# OZ SuperTurismo's missing OZ marking



## Scotbond (Nov 15, 2009)

Hi
I recently bought a set of used 17" OZ Super T's ( the old version ) for my MK4.
They're not in good shape and needs a refurb.
They look and feel genuine.

However, there's no "O.Z" stamp marking on any one of them.
The outside spokes & lip doesn't have any stamps at all.
The inside spokes doesn't have any stamps at all.
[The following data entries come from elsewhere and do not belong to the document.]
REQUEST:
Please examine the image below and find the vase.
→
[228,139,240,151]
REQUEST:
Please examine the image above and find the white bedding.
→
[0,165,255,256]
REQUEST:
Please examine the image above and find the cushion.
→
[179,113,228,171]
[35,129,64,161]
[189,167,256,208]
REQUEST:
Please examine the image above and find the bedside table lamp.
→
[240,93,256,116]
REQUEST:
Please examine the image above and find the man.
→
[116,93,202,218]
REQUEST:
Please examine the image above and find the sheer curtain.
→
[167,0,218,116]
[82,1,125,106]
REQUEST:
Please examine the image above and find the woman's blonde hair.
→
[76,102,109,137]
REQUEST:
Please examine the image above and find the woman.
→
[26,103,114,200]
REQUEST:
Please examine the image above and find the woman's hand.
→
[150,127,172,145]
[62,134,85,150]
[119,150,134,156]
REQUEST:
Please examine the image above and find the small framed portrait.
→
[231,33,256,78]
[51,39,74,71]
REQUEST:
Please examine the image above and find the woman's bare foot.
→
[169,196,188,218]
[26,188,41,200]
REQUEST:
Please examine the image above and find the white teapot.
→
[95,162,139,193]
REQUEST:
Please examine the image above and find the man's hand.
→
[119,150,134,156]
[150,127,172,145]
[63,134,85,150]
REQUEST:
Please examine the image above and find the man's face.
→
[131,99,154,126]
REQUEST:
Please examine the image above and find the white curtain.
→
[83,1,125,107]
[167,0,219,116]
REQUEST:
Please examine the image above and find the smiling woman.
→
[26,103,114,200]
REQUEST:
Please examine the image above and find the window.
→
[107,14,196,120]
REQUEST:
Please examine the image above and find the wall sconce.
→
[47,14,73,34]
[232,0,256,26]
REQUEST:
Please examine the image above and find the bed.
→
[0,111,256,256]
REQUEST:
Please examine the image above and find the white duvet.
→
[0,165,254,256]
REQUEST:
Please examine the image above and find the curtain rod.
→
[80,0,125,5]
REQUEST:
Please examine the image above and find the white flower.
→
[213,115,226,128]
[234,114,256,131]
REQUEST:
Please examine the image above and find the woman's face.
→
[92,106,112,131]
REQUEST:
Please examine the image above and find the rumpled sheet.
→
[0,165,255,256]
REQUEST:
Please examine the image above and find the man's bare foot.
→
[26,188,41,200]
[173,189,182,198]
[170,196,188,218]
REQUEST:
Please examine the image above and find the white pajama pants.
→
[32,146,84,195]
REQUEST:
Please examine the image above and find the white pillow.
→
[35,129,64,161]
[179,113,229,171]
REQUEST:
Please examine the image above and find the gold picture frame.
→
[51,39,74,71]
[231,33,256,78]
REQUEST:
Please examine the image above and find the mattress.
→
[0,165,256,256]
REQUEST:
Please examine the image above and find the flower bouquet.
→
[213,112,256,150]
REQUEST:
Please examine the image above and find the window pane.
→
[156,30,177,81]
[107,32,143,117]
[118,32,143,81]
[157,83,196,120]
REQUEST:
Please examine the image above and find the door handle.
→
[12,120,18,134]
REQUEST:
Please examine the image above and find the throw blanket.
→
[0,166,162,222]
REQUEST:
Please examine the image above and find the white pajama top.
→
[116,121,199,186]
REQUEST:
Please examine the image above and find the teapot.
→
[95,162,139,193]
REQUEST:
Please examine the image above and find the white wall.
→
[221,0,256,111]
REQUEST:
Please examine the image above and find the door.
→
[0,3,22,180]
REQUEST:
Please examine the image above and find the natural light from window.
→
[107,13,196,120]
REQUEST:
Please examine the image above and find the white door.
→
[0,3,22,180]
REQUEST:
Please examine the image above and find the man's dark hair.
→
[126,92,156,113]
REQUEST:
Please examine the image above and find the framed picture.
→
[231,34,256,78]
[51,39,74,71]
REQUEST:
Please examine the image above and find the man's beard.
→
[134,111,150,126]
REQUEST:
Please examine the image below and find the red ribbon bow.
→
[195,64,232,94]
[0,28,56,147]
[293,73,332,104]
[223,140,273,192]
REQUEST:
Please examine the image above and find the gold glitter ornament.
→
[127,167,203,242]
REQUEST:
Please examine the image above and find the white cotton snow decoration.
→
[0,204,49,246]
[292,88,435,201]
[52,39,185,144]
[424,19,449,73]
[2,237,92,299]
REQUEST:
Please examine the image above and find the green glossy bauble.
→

The inside lip contains the following stamps:

1. 5 (07001002) 87
2. A13
3. AS7 LP
4. MADE IN ITALY
5. G000
6. RX|
7. weight table(I think)
8. strange sign - looks like "nc"

Well obviously my question is - Are those genuine OZ racing wheels or a could be a replica ?











































Thanks!


----------



## PSU (May 15, 2004)

They look like wheels off of a Mitsubishi Evo.

I could be wrong.


----------



## Scotbond (Nov 15, 2009)

PSU said:


> They look like wheels off of a Mitsubishi Evo.
> 
> I could be wrong.


no, they were taken out of Golf mk4 who purchased them back in 2003 from some local wheel dealer.
Evo has the Super Turismo WRC model.

In the mean time I was able to find (very long search) an O.Z collection catalog
from the year 2000:
http://www.free.of.pl/k/kadett_e/download/524-526.pdf

For my surprise , there is no Super Turismo size 7.5x17 only 8x17 (5x100).
So this is another reason to suspect mine are fake.


----------



## Scotbond (Nov 15, 2009)

any more opinions?


----------



## Projekt R32 (Jun 2, 2008)

OZ wheels are made in Italy... so maybe they are legit? Personally I think they are most likely real.. refurbish them and they should look great 

Also, I think OZ made some super turismo look a likes for MSW as well.


----------